In terms of building safety, Unite completed cladding remediation works on 16 buildings across the portfolio in 2023. As previously guided, the provider continues to prioritise projects based on its external risk assessments, and will make provisions for remediation costs on a further ten buildings at 31 December 2023, the cost of which will be incurred over the next 12 to 18 months.
The provider also recently reached an agreement with a contractor to recover 75% of its remediation costs relating to five buildings, a portion of which will be recognised in Unite’s year-end balance sheet. The company expects to recover 50% to 75% of total cladding remediation costs through claims from contractors, although the settlement and recognition of these claims is likely to lag costs incurred to remediate buildings.
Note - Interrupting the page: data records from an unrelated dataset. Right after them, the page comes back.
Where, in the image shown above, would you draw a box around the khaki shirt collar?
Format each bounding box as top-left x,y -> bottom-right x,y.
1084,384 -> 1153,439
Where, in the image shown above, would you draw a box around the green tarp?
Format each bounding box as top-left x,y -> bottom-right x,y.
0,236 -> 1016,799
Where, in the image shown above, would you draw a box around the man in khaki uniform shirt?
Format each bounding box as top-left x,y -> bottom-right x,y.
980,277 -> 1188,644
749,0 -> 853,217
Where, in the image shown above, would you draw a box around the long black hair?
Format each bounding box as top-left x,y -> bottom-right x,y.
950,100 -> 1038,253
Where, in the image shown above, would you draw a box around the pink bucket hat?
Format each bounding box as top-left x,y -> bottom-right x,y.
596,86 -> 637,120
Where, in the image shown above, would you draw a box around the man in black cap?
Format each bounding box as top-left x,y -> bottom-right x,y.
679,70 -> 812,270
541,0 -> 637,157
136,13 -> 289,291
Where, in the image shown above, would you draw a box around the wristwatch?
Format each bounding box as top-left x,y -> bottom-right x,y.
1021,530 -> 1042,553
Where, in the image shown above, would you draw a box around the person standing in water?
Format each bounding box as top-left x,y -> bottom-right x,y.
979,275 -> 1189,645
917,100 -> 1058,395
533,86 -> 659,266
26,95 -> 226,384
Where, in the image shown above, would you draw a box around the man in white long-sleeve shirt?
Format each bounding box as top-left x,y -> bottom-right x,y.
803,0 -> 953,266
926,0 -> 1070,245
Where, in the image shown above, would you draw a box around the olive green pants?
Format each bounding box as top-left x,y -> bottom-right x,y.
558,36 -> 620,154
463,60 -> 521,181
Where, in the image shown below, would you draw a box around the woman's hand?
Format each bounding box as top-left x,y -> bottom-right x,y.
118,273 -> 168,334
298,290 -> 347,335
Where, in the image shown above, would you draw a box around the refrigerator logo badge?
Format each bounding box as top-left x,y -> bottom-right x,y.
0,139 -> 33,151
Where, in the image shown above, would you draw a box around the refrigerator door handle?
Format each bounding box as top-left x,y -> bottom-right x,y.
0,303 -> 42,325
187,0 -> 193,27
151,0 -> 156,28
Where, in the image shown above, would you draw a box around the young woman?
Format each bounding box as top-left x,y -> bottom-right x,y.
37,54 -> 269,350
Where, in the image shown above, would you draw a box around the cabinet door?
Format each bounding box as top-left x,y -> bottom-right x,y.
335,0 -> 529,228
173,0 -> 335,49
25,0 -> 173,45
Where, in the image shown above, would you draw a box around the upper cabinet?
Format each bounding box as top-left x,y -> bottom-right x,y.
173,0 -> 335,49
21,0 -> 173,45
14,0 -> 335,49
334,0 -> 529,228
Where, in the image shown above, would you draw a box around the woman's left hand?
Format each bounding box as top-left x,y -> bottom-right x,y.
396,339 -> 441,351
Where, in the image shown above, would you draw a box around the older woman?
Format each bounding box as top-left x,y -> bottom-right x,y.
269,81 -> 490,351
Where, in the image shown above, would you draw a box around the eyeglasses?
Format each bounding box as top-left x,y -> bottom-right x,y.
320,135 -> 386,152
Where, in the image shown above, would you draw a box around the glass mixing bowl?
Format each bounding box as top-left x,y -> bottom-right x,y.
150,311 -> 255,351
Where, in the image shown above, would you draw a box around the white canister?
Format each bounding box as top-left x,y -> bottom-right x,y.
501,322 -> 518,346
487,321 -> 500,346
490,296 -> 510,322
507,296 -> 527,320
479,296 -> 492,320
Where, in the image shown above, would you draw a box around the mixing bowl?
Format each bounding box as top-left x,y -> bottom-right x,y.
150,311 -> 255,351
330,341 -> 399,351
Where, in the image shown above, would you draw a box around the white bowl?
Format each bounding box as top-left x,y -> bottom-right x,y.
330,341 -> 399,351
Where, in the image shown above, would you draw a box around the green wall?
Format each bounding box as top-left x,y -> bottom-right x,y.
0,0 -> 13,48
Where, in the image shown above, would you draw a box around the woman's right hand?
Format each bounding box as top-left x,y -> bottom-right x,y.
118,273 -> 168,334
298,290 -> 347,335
This will result in a greater level of net spend in the earlier years of the programme.
Net of amounts recognised under claims, the Group expects to incur an additional c.£69m provision (Unite share: c.£26m) in H2 2023.
“We have seen a strong start to the 2024/25 sales cycle, reflecting the continued appeal of our fixed-priced, all-inclusive offer. The letting performance highlights the ongoing strength of demand from students and universities and underpins a positive outlook for rental growth for the 2024/25 academic year.
“We will continue to play a leading role in increasing the supply of much needed student accommodation at a time when HMO landlords are leaving the market at pace and the new supply of purpose-built student accommodation slows. We are committed to working closely with our university partners to ensure students have access to high quality, affordable accommodation.”Joe Lister, Chief Executive Officer, Unite Students
Quarterly fund valuations
At 31 December 2023, the USAF’s property portfolio was independently valued at £2,992m, a 2.1% increase on a like-for-like basis during the quarter. The valuation increase in USAF is driven by quarterly rental growth of 2.8% and a three-basis point increase in property yields to 5.3%.
Over the past 12 months, valuation growth of 3.6% was driven by rental growth more than offsetting 21 basis points of yield expansion. The portfolio comprises 27,922 beds in 71 properties across 19 university towns and cities in the UK.
LSAV’s property portfolio was independently valued at £1,922m, a 0.7% decline on a like-for-like basis during the quarter. The valuation decrease in LSAV is driven by quarterly rental growth of 2.5% and a 15-basis point increase in property yields to 4.5%.
Over the past 12 months, the valuation is unchanged with rental growth offsetting 39 basis points of yield expansion. LSAV’s investment portfolio comprises 9,716 beds across 14 properties in London and Aston Student Village in Birmingham.
The weaker valuation performance for LSAV in Q4 2023 reflects its higher London weighting when compared to USAF (85% and 14% by value respectively), where greater increases in property yields have had a more significant negative impact on valuations. Unite expects the valuation of its wholly owned portfolio at 31 December 2023, which is 33% weighted to London by value, to be broadly stable over H2.